LEWIS, I.M. (1930– ), social anthropologist. Born in Glasgow, Scotland, Ioan Myrddin Lewis was educated at the University of Glasgow and at Oxford University, where he received a diploma in social anthropology in 1952, a B.Litt. in 1953, and a D.Phil. in 1957. He worked as a research assistant at the Royal Institute of International Affairs in London in 1954 and 1955, then as a lecturer in African Studies at the University College of Rhodesia and Nyasaland in Salisbury, Southern Rhodesia (now the University of Zimbabwe), from 1957 to 1960. Lewis returned to the University of Glasgow as a lecturer in social anthropology from 1960 to 1963, and he became a lecturer in anthropology at the University of London in 1963. From 1982 Lewis was professor of anthropology at the London School of Economics and Political Science and served as honorary director of the International African Institute, eventually becoming professor emeritus of anthropology at the London School of Economics.
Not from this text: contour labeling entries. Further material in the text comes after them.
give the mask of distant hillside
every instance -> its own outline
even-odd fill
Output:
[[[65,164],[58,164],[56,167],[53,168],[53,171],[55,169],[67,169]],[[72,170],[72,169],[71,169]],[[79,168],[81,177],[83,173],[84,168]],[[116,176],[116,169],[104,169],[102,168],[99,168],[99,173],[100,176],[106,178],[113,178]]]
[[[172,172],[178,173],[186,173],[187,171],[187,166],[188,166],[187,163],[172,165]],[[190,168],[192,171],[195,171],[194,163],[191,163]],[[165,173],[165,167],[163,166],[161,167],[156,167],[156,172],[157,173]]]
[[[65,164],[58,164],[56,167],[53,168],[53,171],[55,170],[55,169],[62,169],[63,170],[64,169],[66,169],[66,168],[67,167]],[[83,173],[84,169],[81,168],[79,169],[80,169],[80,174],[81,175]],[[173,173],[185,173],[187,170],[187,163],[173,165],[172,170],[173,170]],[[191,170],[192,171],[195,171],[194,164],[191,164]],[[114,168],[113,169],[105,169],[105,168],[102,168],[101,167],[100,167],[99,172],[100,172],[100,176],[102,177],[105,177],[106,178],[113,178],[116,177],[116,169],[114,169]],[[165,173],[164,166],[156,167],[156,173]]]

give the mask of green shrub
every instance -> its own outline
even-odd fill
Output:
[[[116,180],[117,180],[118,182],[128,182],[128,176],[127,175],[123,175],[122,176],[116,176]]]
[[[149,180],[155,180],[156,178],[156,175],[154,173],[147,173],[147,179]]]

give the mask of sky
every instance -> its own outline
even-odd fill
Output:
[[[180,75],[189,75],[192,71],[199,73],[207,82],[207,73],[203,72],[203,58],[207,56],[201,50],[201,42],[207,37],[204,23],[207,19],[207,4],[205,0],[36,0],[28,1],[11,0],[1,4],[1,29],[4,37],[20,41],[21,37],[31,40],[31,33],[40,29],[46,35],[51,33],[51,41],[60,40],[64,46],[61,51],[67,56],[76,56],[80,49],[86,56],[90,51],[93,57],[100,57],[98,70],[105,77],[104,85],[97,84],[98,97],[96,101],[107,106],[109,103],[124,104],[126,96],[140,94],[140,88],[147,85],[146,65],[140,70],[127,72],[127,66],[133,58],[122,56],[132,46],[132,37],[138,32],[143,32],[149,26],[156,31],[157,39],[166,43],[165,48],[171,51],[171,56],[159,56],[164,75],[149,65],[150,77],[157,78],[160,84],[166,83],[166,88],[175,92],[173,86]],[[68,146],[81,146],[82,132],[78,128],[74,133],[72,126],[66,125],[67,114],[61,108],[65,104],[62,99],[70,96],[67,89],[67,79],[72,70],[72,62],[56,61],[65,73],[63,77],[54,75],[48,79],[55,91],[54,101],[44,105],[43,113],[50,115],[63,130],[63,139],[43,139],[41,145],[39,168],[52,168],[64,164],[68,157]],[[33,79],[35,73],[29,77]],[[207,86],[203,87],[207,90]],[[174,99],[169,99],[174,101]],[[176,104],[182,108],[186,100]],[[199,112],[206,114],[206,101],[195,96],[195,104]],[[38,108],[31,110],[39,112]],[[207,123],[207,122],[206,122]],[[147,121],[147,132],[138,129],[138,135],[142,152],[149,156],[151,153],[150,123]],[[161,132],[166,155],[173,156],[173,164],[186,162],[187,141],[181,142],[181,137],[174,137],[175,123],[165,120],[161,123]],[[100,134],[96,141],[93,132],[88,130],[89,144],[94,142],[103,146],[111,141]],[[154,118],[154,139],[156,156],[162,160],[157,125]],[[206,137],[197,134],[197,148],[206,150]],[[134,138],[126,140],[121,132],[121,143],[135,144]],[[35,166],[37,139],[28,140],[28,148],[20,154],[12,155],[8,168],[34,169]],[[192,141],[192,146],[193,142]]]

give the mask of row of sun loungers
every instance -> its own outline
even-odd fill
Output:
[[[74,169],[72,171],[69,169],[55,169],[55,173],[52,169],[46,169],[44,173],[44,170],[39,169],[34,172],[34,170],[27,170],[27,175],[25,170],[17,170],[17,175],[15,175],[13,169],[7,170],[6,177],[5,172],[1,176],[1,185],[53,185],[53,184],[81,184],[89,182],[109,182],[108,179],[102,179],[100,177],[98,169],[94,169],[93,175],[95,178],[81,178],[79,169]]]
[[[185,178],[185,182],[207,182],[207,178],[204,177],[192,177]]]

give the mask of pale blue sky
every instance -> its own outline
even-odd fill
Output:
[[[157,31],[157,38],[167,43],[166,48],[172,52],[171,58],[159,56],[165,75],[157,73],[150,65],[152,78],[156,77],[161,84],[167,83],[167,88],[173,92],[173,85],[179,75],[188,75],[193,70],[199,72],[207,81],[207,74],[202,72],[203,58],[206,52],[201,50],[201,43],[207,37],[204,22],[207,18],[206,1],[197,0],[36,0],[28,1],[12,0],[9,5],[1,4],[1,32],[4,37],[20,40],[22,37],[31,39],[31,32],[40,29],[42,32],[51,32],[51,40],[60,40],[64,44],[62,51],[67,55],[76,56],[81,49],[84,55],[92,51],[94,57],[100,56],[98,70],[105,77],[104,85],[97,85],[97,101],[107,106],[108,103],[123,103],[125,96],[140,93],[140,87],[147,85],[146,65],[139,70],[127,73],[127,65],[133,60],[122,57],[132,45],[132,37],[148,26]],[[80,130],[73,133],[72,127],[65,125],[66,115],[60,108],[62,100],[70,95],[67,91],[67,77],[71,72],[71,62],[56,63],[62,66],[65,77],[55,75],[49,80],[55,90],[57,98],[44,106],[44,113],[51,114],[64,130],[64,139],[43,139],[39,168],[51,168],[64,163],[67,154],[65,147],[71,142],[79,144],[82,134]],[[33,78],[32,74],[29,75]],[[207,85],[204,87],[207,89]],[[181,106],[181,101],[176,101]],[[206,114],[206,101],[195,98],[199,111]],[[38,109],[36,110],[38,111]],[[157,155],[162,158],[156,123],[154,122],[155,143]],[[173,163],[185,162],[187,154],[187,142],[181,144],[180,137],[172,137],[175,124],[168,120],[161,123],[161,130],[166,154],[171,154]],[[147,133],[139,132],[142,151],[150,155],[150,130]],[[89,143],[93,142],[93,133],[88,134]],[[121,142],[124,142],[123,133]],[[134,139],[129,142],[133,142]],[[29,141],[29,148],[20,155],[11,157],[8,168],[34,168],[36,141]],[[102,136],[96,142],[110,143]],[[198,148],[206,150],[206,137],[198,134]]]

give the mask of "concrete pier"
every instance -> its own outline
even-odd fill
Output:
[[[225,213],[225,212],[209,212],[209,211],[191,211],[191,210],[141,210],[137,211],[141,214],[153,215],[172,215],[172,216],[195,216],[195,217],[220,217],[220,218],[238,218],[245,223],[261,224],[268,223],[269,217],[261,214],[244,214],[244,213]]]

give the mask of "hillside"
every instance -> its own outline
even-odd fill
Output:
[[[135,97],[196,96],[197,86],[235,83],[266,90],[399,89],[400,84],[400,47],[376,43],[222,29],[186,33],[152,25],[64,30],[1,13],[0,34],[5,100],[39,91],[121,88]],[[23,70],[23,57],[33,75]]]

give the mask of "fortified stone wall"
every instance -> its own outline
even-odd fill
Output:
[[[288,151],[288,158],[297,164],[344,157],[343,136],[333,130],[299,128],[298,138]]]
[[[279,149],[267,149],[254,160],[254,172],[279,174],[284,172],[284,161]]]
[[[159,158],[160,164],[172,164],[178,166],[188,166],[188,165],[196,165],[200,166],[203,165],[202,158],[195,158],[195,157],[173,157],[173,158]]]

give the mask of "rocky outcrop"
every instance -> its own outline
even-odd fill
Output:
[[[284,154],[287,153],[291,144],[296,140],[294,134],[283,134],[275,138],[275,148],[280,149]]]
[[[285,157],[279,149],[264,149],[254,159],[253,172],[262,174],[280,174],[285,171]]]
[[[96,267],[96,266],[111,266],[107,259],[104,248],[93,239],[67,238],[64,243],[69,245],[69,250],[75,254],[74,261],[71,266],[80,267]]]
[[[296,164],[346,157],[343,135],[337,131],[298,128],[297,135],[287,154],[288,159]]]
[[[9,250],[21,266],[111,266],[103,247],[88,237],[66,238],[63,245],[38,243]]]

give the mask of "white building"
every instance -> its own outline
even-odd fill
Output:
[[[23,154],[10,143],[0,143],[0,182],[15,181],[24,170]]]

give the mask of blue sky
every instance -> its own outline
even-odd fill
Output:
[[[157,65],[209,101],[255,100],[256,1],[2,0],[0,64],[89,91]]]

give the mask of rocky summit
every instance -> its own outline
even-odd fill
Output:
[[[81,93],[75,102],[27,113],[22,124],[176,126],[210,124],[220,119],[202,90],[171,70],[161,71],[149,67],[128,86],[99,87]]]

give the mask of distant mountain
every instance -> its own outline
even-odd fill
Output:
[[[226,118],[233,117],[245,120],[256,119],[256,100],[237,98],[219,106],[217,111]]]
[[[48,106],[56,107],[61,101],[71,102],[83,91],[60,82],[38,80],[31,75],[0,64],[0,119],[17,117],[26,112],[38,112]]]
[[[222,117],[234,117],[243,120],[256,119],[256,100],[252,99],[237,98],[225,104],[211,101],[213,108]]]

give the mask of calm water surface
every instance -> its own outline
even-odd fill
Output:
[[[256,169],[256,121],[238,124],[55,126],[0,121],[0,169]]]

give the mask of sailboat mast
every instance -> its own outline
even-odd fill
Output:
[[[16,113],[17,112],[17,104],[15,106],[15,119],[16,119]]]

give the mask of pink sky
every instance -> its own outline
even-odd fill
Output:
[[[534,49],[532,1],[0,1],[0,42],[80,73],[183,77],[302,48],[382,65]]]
Lewis wrote many significant works on African religious and cultural systems, including Peoples of the Horn of Africa: Somali, Afar, and Saho (1955); Pastoral Democracy: A Study of Pastoralism and Politics among the Northern Somali of the Horn of Africa (1961); A Modern History of Somalia (1988); Blood and Bone: The Call of Kinship in Somali Society (1994); and Saints and Somalis: Popular Islam in a Clan-Based Society (1998).

Lewis's 1971 work, Ecstatic Religion: An Anthropological Study of Spirit Possession and Shamanism, became a classic text in university departments of anthropology, sociology, religion, and psychology. Lewis explored in this work the social functions of the notion of spirit possession, as well as the psychological foundations of ecstatic experience, suggesting connections between shamanism and psychoanalysis.

Lewis served as a member of numerous professional organizations, including the International African Institute, the Royal Anthropological Institute, the Anglo-Somali Society, and the Association of Social Anthropologists of the British Commonwealth. He was a Colonial Social Science research fellow in the Somaliland Protectorate from 1955 to 1957, a Carnegie visiting fellow in the Republic of Somalia in 1962, and a British Academy fellow in 1986. In addition to his many books, he contributed to numerous publications, including the Journal of Modern African Studies, and he served as the editor of the Journal of the Royal Anthropological Institute (formerly published as Man) from 1968 to 1972.